International art curator and critic, Hanru Hou will respond to both presentations.



Xiaoyi Nie is currently a Ph.D. candidate in Royal College of Art. Her research looks into the emergence of curating as a research and collective-mobilising instrument in project ‘Long March: A Walking Visual Display’ (2002, China), with the understanding towards the tension of identity politics and between the local and the international accumulated during the 1990s. She has been recently given the AICA-UK Emerging Art Writers Fellowship (2020-20201). Her curatorial practice includes research exhibition ‘Metamorphosis: Art Practices Now Activating Archives and Public Memories’ (co-curator, OCAT Institute, 2018), Jimei-Arles Discovery Award (curator, Xiamen, 2017), online project ‘One Reading The Views’ and ‘Itinerant Assembly’ (co-curator, Gasworks&RCA, 2017).

Bo Choy is a Hong Kong-born artist working across film, performance and sound. Recent screenings, performances and exhibitions include VII Moscow International Biennale for Young Art, Moscow Museum of Art, 2020; Kasseler DokFest 2020, Tomorrow: London, White Cube Online Exhibition, 2020;  A/WA session at Auto-Italia, London, 2018 and the 6th Thessaloniki Biennale. She is a recipient of Clare Winsten Memorial Award 2020 and Felix Slade Scholarship 2018.

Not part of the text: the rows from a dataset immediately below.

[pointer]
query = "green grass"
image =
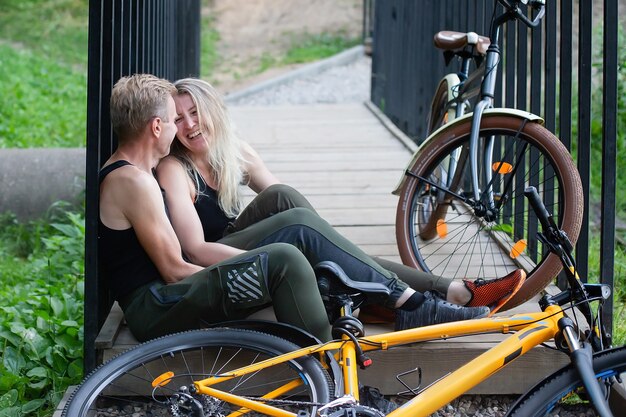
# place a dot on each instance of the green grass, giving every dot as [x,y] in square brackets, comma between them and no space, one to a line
[42,103]
[312,47]
[208,42]
[54,29]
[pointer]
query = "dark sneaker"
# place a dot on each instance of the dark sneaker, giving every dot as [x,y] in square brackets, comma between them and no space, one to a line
[434,310]
[494,293]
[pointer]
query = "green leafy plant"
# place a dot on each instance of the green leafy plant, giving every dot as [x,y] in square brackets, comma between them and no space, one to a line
[41,325]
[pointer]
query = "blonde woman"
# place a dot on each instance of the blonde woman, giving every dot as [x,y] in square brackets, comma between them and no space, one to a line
[202,177]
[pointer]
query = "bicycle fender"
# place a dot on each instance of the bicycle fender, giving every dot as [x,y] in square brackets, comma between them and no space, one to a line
[497,111]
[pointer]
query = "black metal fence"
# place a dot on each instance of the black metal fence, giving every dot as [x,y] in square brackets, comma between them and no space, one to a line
[161,37]
[551,70]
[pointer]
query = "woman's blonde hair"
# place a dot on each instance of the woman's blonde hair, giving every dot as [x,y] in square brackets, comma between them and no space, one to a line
[225,155]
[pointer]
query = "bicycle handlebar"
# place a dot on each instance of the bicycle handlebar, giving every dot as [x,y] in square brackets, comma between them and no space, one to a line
[537,5]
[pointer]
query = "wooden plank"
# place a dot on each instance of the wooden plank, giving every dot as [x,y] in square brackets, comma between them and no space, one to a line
[110,328]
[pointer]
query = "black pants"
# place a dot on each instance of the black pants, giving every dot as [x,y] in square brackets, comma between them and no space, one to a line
[277,274]
[281,197]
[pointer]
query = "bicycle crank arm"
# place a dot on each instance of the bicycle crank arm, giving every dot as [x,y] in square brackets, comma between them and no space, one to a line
[581,357]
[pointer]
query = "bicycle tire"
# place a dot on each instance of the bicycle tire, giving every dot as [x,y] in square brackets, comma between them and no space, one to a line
[473,254]
[441,112]
[544,398]
[127,378]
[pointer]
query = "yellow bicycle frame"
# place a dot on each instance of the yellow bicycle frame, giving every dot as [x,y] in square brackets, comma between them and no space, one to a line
[530,329]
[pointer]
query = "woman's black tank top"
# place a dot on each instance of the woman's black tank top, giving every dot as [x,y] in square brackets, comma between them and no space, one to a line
[214,220]
[123,262]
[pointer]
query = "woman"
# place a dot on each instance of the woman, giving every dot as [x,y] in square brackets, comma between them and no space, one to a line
[201,180]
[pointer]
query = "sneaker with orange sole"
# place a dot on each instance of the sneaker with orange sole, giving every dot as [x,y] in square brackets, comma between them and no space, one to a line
[494,293]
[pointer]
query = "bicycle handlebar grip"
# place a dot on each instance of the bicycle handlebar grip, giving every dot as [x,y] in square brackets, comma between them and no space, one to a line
[538,207]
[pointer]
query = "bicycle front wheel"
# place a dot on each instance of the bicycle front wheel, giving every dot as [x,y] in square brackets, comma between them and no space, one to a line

Hou Hanru is an international curator, critic and prolific writer based in Paris and currently in Rome where he has been Artistic Director of MAXXI, Italy’s National Museum of 21st Century Arts, since 2013. Born in Guangzhou, China, Hou graduated from the Central Academy of Fine Arts in Beijing and moved to Paris in 1990. After 16 years working as an independent curator and critic, he moved to the US and became Director of Exhibitions and Public Programs and Chair of Exhibitions and Museum Studies at the San Francisco Art Institute, positions he held until 2012. He is also a consulting curator for New York’s Guggenheim Museum between 2015 and 2018, where he was a founding member of Guggenheim’s Asian Art Council, a curatorial think tank. During the course of his career, he has curated and co-curated more than 100 exhibitions at leading institutions and events around the world including ‘Parisien(ne)s’ (1997, INIVA, Camden Art Centre, London), ‘Cities On The Move’ (1997–2000), biennales and triennales in Venice, Shanghai, Gwangju, Guangzhou, Istanbul, Lyon, Auckland and Shenzhen, etc. Hou also consults for and advises numerous cultural institutions, serves on arts juries, lectures at international institutions, guest edits art journals and is the author of many articles and books, including On the Mid-Ground (Timezone 8, 2002), Paradigm Shifts: Water and Mcbean Galleries Exhibitions and Public Programs, San Francisco Art Institute, 2006-2011 (2011) and Curatorial Challenges: Correspondences between Hou Hanru and Hans-Ulrich Obrist (Jincheng Publishers, 2013).